It would be wrong though to disregard the church planting ideals of the LMS.  In a letter to Rev John Read a special suggestion was made , viz. the ‘widening and extending itself from year to year by a chain of Missionary stations’ (Els, 1971:32).  The LMS definitely had the emphasis to get the individual mission stations independent.  This spirit of independence was imparted at the Cape where the mission agency was initially called the ‘Kaapse Genootschap’ and not a zendelingsgenootschap15???, to stress their autonomy.  By contrast, the Moravian missionaries somehow cultivated a spirit of dependency on Germany.

The Neglect of Religious Instruction          

The neglect of religious instruction by the slave owners was also extended to the slave children, ‘for fear of them being lost to them on their becoming Christians’ (Cited by Shell, 1974:43).

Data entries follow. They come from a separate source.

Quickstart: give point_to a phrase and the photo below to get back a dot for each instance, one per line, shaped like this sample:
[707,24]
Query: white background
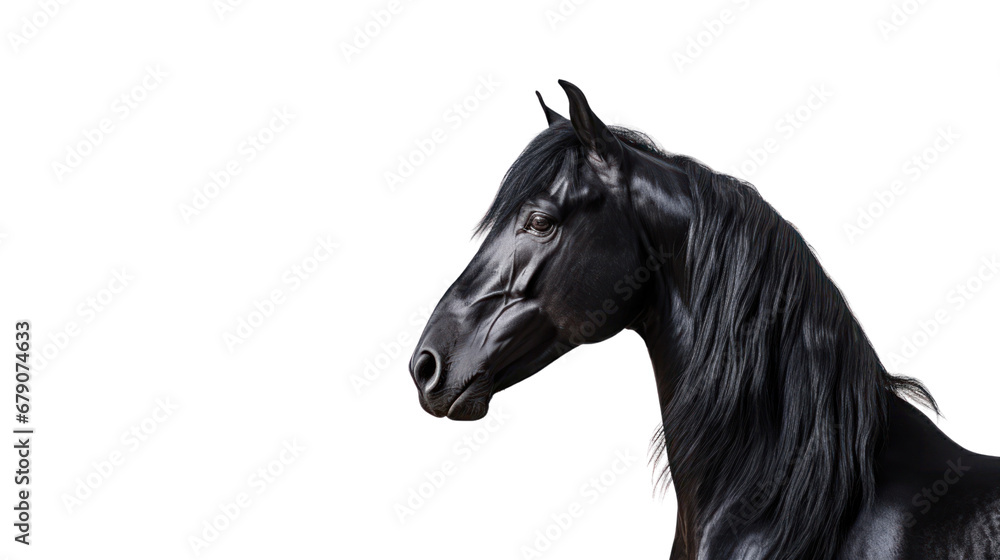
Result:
[301,375]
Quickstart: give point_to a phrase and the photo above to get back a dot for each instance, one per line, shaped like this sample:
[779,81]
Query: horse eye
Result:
[539,224]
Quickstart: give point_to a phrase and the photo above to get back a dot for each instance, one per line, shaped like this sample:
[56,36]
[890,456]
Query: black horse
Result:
[786,437]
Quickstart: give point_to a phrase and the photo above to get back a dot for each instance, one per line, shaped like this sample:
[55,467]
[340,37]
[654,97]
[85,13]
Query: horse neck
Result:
[767,384]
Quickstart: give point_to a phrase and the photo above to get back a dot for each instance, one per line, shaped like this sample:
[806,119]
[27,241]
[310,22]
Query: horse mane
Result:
[782,401]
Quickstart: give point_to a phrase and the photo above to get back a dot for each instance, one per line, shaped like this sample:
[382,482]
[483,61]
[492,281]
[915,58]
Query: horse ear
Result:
[594,134]
[551,116]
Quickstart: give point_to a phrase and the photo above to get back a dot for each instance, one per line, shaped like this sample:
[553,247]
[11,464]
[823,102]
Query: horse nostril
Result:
[425,371]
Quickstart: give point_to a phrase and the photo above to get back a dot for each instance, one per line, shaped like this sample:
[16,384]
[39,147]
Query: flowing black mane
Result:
[781,401]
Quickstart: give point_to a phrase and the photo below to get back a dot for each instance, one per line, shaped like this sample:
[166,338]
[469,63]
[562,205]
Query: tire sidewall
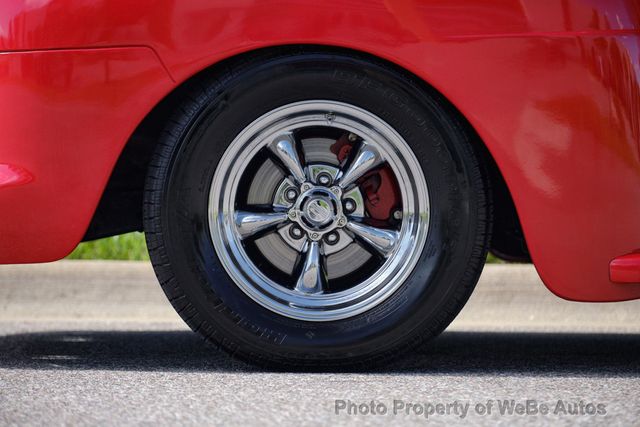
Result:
[419,307]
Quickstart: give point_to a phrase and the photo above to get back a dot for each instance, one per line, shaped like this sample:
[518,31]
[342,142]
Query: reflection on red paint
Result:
[12,175]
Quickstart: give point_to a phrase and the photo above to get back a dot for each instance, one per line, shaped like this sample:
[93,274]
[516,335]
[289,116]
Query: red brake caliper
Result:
[379,187]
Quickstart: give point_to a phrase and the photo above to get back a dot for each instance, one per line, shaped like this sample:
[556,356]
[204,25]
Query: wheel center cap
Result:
[318,211]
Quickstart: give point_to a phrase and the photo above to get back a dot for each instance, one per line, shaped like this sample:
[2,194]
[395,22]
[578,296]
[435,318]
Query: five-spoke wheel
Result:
[293,216]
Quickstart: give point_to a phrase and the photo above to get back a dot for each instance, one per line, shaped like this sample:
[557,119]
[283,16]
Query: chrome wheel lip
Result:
[398,264]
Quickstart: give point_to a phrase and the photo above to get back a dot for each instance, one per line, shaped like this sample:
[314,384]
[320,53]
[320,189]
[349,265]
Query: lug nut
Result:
[296,232]
[349,205]
[332,238]
[291,194]
[324,179]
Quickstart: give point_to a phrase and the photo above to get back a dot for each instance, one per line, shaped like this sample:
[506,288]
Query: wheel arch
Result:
[120,208]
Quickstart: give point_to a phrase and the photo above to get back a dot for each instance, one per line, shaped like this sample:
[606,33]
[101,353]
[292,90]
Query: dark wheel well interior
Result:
[120,208]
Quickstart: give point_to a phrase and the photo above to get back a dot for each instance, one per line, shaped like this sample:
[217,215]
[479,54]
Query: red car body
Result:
[551,88]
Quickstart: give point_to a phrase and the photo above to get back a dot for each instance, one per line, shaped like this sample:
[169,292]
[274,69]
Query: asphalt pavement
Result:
[96,343]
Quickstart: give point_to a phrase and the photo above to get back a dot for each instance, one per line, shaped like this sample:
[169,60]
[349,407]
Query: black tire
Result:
[175,210]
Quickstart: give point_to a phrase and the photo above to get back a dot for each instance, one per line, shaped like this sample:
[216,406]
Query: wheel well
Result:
[120,208]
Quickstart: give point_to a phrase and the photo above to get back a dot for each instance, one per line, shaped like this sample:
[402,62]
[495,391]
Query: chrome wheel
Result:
[293,213]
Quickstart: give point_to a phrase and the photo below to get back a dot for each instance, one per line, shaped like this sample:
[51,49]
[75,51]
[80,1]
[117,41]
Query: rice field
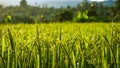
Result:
[66,45]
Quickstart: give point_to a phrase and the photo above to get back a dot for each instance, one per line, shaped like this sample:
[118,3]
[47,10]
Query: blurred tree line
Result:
[84,12]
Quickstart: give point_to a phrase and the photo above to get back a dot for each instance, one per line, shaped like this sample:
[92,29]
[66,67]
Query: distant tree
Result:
[81,16]
[66,15]
[116,13]
[23,3]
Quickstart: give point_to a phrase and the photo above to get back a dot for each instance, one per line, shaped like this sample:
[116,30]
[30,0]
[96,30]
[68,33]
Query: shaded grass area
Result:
[71,45]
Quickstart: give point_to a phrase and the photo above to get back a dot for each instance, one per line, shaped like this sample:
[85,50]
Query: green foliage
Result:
[60,45]
[66,15]
[23,3]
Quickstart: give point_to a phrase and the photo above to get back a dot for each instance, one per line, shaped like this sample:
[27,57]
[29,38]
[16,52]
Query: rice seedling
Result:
[70,45]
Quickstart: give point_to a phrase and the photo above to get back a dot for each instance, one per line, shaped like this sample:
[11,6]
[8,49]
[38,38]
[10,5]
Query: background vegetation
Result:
[66,45]
[84,12]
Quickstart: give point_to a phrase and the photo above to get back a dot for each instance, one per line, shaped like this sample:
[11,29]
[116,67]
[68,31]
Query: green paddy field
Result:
[60,45]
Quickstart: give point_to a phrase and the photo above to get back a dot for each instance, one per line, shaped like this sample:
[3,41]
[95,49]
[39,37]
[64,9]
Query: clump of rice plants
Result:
[70,45]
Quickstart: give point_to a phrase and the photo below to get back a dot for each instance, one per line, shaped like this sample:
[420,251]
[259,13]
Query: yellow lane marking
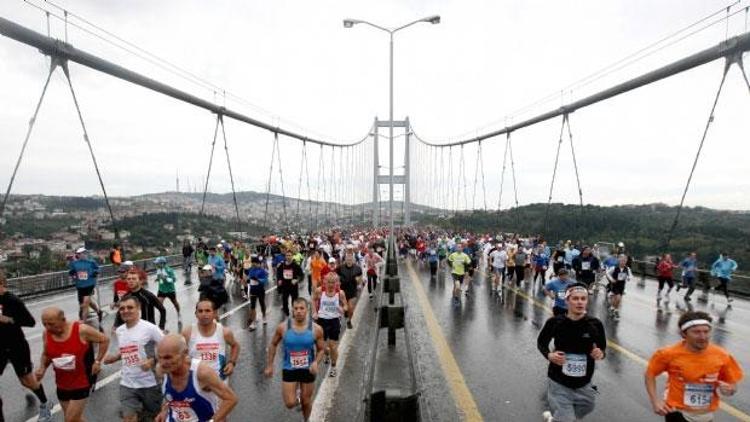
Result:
[461,394]
[737,413]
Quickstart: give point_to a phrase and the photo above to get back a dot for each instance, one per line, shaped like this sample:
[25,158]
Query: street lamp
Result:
[348,23]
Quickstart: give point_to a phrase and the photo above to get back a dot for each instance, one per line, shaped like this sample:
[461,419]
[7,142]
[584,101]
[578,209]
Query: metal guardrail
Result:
[740,284]
[40,284]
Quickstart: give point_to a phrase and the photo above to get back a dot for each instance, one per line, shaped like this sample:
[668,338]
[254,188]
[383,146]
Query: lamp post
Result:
[348,23]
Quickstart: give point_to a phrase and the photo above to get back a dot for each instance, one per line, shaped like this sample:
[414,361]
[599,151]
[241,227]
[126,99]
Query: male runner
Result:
[350,276]
[257,279]
[618,277]
[192,391]
[332,305]
[140,395]
[459,261]
[208,340]
[84,271]
[68,348]
[556,289]
[303,348]
[166,279]
[13,345]
[698,371]
[579,342]
[288,275]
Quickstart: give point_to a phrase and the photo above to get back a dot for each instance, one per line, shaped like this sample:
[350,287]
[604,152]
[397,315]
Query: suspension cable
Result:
[32,121]
[270,175]
[91,150]
[210,163]
[697,155]
[231,177]
[554,173]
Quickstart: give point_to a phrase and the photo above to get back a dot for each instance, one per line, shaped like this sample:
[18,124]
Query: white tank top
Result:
[211,349]
[329,306]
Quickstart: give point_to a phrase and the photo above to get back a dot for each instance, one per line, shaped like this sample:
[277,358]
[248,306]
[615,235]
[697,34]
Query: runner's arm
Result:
[209,381]
[234,354]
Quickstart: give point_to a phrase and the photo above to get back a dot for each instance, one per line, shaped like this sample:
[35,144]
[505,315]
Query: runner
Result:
[147,300]
[722,269]
[350,277]
[140,396]
[664,274]
[697,372]
[556,289]
[586,265]
[689,273]
[257,278]
[458,261]
[331,307]
[498,257]
[68,348]
[166,279]
[15,349]
[208,340]
[192,391]
[303,347]
[618,277]
[579,342]
[373,262]
[288,275]
[84,271]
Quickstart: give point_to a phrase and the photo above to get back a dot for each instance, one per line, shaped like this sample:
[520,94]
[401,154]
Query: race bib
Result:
[130,356]
[181,411]
[65,363]
[300,360]
[698,396]
[207,352]
[575,365]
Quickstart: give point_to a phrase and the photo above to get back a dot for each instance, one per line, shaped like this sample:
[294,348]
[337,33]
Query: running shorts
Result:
[303,376]
[19,355]
[84,291]
[331,328]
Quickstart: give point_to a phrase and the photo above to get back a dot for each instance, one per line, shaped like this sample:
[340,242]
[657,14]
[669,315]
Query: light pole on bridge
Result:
[348,23]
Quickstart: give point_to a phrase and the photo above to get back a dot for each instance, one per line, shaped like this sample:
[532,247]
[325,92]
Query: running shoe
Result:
[45,413]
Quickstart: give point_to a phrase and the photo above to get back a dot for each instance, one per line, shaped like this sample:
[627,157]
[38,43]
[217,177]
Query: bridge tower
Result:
[402,179]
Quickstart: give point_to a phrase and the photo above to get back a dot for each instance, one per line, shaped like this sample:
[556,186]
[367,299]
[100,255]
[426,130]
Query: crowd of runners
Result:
[183,375]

            This attitude became known to the South African Missionary Society, which focused on the Christian education of the slaves in the colony. Despairingly Rev. Vos of Roodezand (later called Tulbagh), a missionary pioneer of the Dutch Reformed Church, wrote to the authorities on the 9th of March, 1812:
            Sir! Exclusive of the false prejudice of the so-called Christians... there is another obstacle in this country to the progress of Christianity... It is, namely that a slave who is baptized may not be sold. This circumstance is the occasion that the proprietors of slaves, who may possess truly Christian hearts...object to their being baptized (Cited from Theal’s Records of the Cape Colony, by Shell, 1974, p.43).

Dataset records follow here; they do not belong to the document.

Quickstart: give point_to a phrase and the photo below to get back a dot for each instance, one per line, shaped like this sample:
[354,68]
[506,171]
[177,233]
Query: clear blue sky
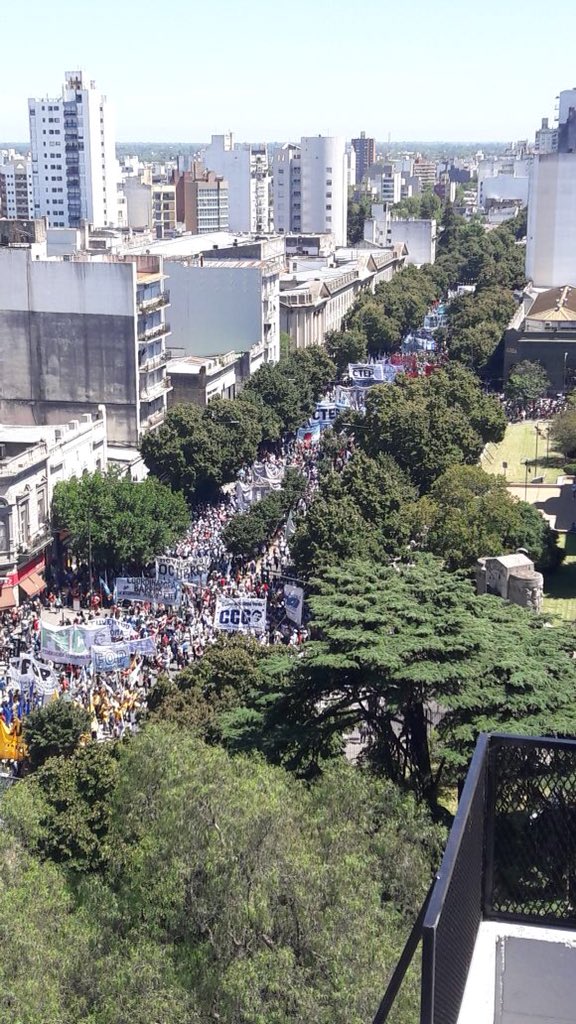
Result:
[269,70]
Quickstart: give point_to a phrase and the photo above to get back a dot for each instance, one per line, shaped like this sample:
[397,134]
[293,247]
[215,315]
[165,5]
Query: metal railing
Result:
[510,856]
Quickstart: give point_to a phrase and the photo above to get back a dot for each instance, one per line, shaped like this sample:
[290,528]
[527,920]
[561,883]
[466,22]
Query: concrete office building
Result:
[16,199]
[287,188]
[33,460]
[245,167]
[202,201]
[79,332]
[311,187]
[324,207]
[315,299]
[418,236]
[365,150]
[74,168]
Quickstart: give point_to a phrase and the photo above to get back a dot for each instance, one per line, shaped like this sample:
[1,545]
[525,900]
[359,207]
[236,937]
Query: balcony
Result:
[155,302]
[154,332]
[498,928]
[156,390]
[153,363]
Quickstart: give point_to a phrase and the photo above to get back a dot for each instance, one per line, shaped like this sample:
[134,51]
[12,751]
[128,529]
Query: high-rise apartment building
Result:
[245,167]
[202,201]
[287,188]
[365,150]
[324,168]
[310,187]
[73,156]
[550,235]
[16,201]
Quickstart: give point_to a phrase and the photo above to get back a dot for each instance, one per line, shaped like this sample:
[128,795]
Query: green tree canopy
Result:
[54,730]
[125,523]
[527,381]
[469,514]
[394,642]
[344,347]
[564,431]
[430,423]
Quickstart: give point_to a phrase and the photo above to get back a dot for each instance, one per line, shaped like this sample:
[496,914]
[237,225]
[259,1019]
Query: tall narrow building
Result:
[324,175]
[365,150]
[73,156]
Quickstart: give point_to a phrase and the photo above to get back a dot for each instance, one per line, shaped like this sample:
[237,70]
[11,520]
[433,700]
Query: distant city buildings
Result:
[245,167]
[202,201]
[311,187]
[16,198]
[74,169]
[550,241]
[365,150]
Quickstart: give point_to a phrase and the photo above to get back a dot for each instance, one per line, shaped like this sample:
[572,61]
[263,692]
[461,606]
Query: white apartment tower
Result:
[73,156]
[550,235]
[311,187]
[245,167]
[16,201]
[287,189]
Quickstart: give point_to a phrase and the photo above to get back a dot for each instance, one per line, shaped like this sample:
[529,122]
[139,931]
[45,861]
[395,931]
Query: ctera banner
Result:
[241,613]
[293,601]
[145,589]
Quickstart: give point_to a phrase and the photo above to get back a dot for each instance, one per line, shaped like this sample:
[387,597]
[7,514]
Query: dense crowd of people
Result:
[180,634]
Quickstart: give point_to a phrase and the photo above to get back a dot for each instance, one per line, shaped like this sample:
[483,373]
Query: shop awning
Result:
[32,584]
[7,599]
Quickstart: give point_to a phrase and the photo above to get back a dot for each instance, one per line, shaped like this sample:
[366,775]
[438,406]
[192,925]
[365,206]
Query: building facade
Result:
[550,237]
[314,302]
[365,150]
[74,169]
[324,204]
[33,460]
[245,167]
[202,201]
[80,332]
[16,198]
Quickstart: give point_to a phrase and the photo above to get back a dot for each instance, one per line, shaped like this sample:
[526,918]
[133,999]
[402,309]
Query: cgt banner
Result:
[172,568]
[144,589]
[234,613]
[293,601]
[366,374]
[111,658]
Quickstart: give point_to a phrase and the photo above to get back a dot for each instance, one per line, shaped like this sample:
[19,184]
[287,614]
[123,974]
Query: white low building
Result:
[314,301]
[33,460]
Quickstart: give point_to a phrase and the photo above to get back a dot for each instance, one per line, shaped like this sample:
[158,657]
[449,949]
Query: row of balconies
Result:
[154,332]
[155,302]
[153,363]
[155,390]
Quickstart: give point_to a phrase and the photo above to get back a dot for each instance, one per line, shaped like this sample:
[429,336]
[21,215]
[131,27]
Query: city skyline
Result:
[309,70]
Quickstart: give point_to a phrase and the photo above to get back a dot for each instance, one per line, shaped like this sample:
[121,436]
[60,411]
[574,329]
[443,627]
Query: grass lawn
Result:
[520,442]
[560,587]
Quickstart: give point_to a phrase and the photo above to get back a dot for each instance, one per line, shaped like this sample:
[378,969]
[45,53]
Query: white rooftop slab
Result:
[521,974]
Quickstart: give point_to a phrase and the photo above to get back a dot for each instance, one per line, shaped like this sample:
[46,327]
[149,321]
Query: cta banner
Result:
[142,589]
[66,645]
[111,658]
[293,602]
[234,613]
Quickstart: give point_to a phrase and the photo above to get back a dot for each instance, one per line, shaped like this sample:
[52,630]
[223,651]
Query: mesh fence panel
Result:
[532,847]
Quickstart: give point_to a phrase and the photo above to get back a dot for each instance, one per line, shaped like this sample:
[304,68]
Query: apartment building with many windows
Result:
[73,156]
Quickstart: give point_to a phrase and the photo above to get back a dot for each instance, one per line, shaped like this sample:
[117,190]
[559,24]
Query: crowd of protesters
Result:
[180,634]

              In 1817 legislation was modified to provide elementary education for Christian slave children, but this remained burdensome to the owners.  By 1823 it was decreed that Christian slave children should be sent to government free schools, but the owners did not observe this. On the other hand, Muslim education encouraged conversion to Islam in more than one way: ‘... the madressah system was open to all children, regardless of race, ... the Islam schools offered an alternative education for many people hostile to or suspicious of the ruling order’ (Shell, 1984:25).

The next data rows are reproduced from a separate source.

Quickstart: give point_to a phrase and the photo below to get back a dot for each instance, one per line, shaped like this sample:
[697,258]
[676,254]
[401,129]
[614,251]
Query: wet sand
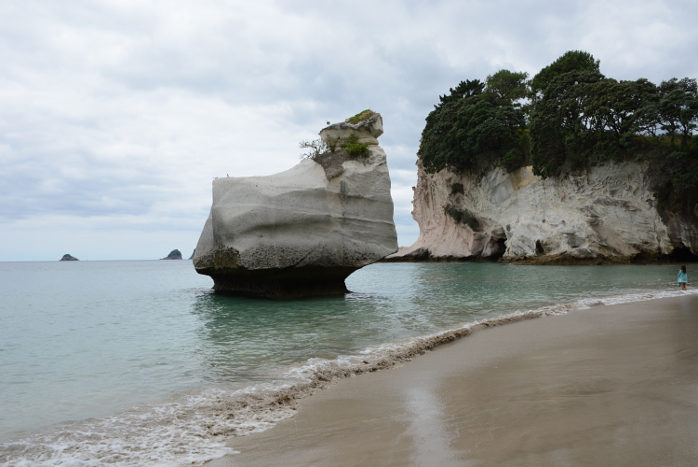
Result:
[609,386]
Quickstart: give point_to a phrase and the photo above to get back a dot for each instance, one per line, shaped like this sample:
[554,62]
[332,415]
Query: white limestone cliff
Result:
[303,231]
[607,214]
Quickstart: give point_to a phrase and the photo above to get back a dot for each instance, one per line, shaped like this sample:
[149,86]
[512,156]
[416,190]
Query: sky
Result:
[116,115]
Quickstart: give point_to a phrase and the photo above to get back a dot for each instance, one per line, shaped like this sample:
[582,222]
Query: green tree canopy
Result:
[574,60]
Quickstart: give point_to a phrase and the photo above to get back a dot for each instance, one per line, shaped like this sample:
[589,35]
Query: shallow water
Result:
[91,340]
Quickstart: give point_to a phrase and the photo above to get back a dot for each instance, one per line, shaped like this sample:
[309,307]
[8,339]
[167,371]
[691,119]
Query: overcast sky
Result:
[116,115]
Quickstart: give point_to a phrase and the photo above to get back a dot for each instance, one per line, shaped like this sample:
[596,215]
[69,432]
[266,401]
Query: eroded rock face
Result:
[300,232]
[608,214]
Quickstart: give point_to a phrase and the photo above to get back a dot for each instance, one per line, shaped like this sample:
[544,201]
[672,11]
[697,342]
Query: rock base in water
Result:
[282,284]
[174,254]
[301,232]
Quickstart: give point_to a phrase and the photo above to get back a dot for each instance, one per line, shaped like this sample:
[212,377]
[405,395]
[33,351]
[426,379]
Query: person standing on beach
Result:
[683,277]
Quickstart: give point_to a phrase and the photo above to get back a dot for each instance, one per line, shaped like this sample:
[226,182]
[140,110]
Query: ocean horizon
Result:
[140,363]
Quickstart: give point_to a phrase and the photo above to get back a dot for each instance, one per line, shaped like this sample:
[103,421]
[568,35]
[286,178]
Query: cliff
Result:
[608,214]
[303,231]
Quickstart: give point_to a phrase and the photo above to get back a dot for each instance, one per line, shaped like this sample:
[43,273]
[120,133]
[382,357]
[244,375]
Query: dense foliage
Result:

            The spoken creolized Dutch, which later became Afrikaans, was used in the madressah (Qur’an school).This attracted the slaves. Achmat Davids made a special point of the value of the spoken Malayu as a glue to the Cape Muslims at a time of hardship. The use of the later development into Afrikaans towards the end of the last century may have been a form of protest by the Coloured population at the Cape. Ebrahim Moosa (in Living Faiths in South Africa, Prozesky and de Gruchy: 1995:133) pointed to the role of the madressah in the empowerment of the Muslim slaves. Furthermore he noted that the word for a contract of manumission - mukatabah - shares the root k-t-b, the word for writing (Prozesky and de Gruchy: 1995:133). Such a contract was an agreement whereby the slave paid the master a sum in return for his or her liberty. (Some slaves were allowed to practice a trade privately.)

The Arrogance of Cape Christians

In general, the colonists had only minimal interest in sharing the Gospel with the slaves.  Noting that The owners did not ‘in general discourage the embracing of Mohammedanism’, Rochlin summarised the behaviour of the colonists in this way: ‘They probably preferred to have slaves of this persuasion in their wine-sellers, from the sobriety which their religion inculcates.’ (Rochlin, - Aspects of Islam in the nineteenth century, Bulletin of the School of Oriental Studies, London, 1939: 216). A little later the same author put it even stronger, showing that the colonists, fearing the loss of their two-legged possessions, encouraged the spread of Islam among them, claiming that a sober slave is an asset around the house. (The general perception was that the slaves had a major problem with the use of alcoholism.) Percival (1804:275) gathered the same information from hearsay as the chief motive to deny baptism. Furthermore, the attitude of the colonists to the religious instruction of slaves was so negative that it boiled down to an intimidatory influence on the rulers. Thus Lord Charles Somerset refused the Methodist missionary McKenny permission to exercise the duties of a Christian minister to the slaves. His sucessor, Barnabas Shaw courageously defied the order, ‘determined to commence preaching’ without the permission (Mears, 1973:14f). It is not clear whether Shaw actually did preach to slaves. He preached to soldiers ‘with the knowledge of the governor’ (Du Plessis, 1911:168), but Somerset probably decided not to make an issue of that.  Writing in 1822, William Wilberforce Bird, a colonial officer, noted that whenever one asked a slave why he had become Muslim, the reply was: ‘some religion he must have and he is not allowed to turn Christian.’ (Bird, 1822:349) 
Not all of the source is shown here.